# CASE FAN Question~



## mc_ram (Oct 7, 2006)

the case im planning to get will allow
2x 120mm (front & rear)
1x 90mm (side)
fans.

what do u guys reccomend?
2 exhaust (front & rear) 1 intake (side)
1 exhaust (rear) 2 intake (front & side)
etc etc....

also, exhaust and intake fans, do i jus mount them on backwards to make it an intake fan? or are they completly different types of fans.

one last thing, it says 90mm. will a *92mm* be suitable?


yes im a newbie


----------



## 8210GUY (Aug 29, 2006)

For starters we would need to know what your cooling (the system specs) to say for sure, but most standard rigs will probably be quite happy running 1 intake on the front, 1 exhaust on the rear, and a side intake, you can always add more at a later date, but if you have something special in there then a couple more fans may be an idea, but we'd need to know, ultimately it isn't an exact science, there are more than just system specs to consider, the case makes a large part of what goes on being needed or not, so get the 3 I said and see what your temps are, then you can decide if you need more or not.

As to the 92mm I wouldn't like to say for sure, maybe someone else may have an idea, 2mm isn't much, but sometimes it's all the difference, if your a bit handy you would be able to sort something out probably, but you will have to judge yourself if you have the space or not, but if the manual states 90mm then TBH it's probably best to go with that for ease of fitting.


----------



## mc_ram (Oct 7, 2006)

thanks, im going to have fans for chipset, cpu and gpu. my system isnt an extreme system so it shuld be ok. thanks 4 help.


----------



## twajetmech (Jul 1, 2004)

The spacing of the mount holes are probably different from 90mm to 92mm....stick with the 90mm for ease of installation. To change from intake to exhaust, just flip the fan over...you can use a piece of tissue to verify the airflow direction.


----------



## mc_ram (Oct 7, 2006)

thanks!


----------



## Ralck (Dec 10, 2004)

Just to throw my two cents in here...

I would have an intake fan in the front (blows cool air over your harddrives and into your case). The rear fan should be an exhaust to take the cool air out.

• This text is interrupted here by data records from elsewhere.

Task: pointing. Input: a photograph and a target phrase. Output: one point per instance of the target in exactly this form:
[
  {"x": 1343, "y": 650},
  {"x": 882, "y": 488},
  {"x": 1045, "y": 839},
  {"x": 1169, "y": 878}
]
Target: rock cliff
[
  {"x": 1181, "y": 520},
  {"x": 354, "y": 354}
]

As for the side fan... that is tricky. If it's over the video cards, you should make it an exhaust fan. If it's over the CPU, you have to be careful. If your power supply has at least one exhaust fan (most do) then yuo can make it an intake fan. If your power supply doesn't (or it only has an 80mm exhaust) you'll need to make the side an exhaust also. This is because you need less than 1 ATM pressure inside the case for really effective cooling. Basically, have more mm worth of fan exhausting than intaking. If your really unsure about the side, then just don't put a fan there at all (it will certainly help keep the noise down that way!). That's what I have in my case: 1 120 exhausting in the back, a 120 mm intake in the front, and a 120 on my PSU exhausting with basically just a hole on the side.

Also, for case fans, they are all the same. They have a small arrow on them which tells you which way the air blows through them. Just make sure this arrow points the right way when you mount it for intake or exhaust.

Cheers and feel free to ask any more questions!


----------